Encyclopedia of Jazz Musicians
Balmer, Bruce, guitarist, singer, songwriter; b. Margaretville, New York, at 1:35 AM, Tuesday, 7 November 1950. His father was Edward Balmer, b. 1917, d. 1998, and his mother, the former Margaret Etta Botts, b. 1918, d. 1994. His brother William Edward, b. 1945, a much-loved bass player in Woodstock, NY's local scene, passed in 1995. He has two surviving brothers, Barton Harry, b. 1948, and sax, flute and clarinet player Brian Craig MacGillivray, b. 1955, and a sister, Candace Claybourne, b. 1958.
He lived till age 7 with his family in Big Indian, New York, where his father had a woodworking shop. He started piano lessons there with Jane Rubin at age 5. His family moved to Shady, a hamlet in the town of Woodstock, New York, in 1958, when there were still a few working farms left, continuing piano with Alice Jeffrey. His father, a swimming pool contractor who played bass balalaika, and mother, an accordionist and classically trained pianist, hosted weekly get-togethers of musicians, who would play pop songs ranging from "Up A Lazy River" to "Girl From Ipanema" to "Stardust Melody." Bruce would fall asleep listening, or later be playing along on tenor guitar or banjo, even. At about age 15, his older brother Bart showed him how to play an "E" chord on his 6-string classic guitar, and he has not let many days go by since without picking up and playing some version of said instrument. From 1968 to 1972 he was a student of chorus, piano, harmony and analysis under tutelage of Blanch Moyse at Marlboro College, where he received a B.A.
From High School to the early 90s, he played in many bands as lead guitarist. These were original rock groups, vocal groups, jazz guitar duo "Airtight" from 1974-75, and while living in Fort Collins, Colorado, in the early 80s, a number of country and western bands. Notable among these was the touring Stone Country Band, led by Johnny Western, the man who wrote the TV theme songs to "Have Gun, Will Travel," and "Johnny Yuma." While in Colorado, he wrote jazz and ballet compositions for students and teachers from Colorado State University, notably 1982's "Prakriti" for Susan Thomae's Pulse Dance Company and 1983's "It's A Joy" and "Rajo-Guna" for choreographer Kathleen Berman. Meanwhile, he developed his playing in local blues and jazz hangouts. Many unreleased tapes exist. This is when he started writing songs.
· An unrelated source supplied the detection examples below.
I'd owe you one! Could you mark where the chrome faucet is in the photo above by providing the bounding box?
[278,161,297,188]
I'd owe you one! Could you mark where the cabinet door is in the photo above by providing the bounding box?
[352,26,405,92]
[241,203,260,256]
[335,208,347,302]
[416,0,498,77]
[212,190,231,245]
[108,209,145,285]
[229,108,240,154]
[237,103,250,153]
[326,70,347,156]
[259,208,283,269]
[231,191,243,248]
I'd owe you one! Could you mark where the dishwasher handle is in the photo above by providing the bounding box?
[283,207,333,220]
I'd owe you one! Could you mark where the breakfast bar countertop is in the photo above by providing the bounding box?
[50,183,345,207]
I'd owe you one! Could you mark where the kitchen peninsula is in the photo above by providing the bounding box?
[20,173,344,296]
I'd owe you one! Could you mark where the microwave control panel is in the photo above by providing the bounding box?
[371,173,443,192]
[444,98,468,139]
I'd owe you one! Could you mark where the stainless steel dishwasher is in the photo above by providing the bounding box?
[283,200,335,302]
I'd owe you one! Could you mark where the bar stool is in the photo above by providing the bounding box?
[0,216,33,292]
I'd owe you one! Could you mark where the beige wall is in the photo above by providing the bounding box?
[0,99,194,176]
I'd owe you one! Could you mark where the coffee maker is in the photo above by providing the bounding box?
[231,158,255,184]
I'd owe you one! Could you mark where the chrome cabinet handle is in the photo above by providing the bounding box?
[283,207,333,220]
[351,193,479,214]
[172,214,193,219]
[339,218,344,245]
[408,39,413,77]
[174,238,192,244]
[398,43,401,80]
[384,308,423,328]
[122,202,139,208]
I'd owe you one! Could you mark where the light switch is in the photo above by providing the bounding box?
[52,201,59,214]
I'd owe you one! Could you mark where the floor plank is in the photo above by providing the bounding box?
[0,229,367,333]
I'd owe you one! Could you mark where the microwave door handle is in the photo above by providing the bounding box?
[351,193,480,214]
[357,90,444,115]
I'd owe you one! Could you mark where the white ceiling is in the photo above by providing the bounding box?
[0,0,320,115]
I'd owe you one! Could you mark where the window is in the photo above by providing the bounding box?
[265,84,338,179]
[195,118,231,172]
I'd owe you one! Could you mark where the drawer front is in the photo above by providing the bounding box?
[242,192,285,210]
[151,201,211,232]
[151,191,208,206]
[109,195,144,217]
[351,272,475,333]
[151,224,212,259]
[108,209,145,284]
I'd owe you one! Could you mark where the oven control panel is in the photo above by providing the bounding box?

He has also written for animated film's Bill Plympton, with music for the 1998 full-length animated feature, "I Married A Strange Person." In recent years, Bruce has been a singer/songwriter in the NYC area, playing regularly at The Baggot Inn. Since 2001, he has been attending the Songwriter's Collective, a well-known group of 27 years in Greenwich Village.
Bruce has been married and divorced twice. His daughter Freyja, b. 1973, plays bass, and his son Noah, b. 1976, plays guitar and mandolin in NYC.
He has been interviewed and received radio airplay from Shawn Rhodes at WBAI of New York and on "New Jersey's Talking" for WGHT of New Jersey.